Talking of hugs, Alethea could probably do with some TLC. Failing that, leave supportive comments.
The most effective countermeasure against zombie outbreaks has previously been shown to be aerial bombardment. Troops on the ground are not favoured because they are ineffective at the dismemberment – a prerequisite for zombie inactivation. However, carefully targeted high explosives successfully achieve this. A regrettable corollary is collateral damage, as nearby human life is inevitably destroyed. However, these innocent bystanders would, in the absence of intervention, would likely have become zombies – and a threat to their neighbours. This contingency is introduced into the model as a ‘user-directed interaction’ which destroys humans and zombies, making them functionally equivalent: in other words, non-infectious.

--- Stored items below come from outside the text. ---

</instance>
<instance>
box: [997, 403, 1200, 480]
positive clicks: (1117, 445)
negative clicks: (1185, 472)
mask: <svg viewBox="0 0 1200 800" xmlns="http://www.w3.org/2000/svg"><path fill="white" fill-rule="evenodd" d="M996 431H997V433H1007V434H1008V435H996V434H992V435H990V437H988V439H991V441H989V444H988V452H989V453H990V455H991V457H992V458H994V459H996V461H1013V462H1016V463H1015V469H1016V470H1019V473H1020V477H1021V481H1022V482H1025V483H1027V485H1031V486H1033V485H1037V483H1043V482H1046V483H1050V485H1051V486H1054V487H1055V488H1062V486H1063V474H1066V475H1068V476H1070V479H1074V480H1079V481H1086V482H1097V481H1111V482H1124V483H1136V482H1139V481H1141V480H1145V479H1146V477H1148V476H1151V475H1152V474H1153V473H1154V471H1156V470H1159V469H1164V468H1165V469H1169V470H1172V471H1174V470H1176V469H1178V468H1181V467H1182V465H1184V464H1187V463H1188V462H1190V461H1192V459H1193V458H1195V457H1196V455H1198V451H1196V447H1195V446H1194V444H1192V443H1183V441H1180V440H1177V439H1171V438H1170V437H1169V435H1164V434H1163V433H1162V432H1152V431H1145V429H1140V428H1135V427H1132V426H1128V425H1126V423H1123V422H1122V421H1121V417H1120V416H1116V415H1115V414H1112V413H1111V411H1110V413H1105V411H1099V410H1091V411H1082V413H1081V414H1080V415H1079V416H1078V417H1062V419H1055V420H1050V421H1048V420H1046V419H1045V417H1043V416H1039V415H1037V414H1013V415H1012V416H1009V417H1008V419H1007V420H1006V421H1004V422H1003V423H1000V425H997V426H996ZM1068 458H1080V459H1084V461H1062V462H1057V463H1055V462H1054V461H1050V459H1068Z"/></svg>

The elder pawn (hmm, that sounds vaguely Lovecraftian) wanted to take her bicycle into school today. Turns out they're doing a project on machines. She asked if I had ever taken the back off a washing machine and when I said I had, she said
'Wow! What did it look like?'
I told her why I had taken the machine apart (to find out how it worked so that I could mend it) and from there went on to say actually, that's what I do at work. No, not mend washing machines — I take things apart to see how they work. I did not use the phrase 'the very fabric of Life' (I was tempted; that kind of thing does not faze nine year olds as much as you might think) but we did have an interesting discussion about dissection and atom bombs and all sorts of groovy stuff.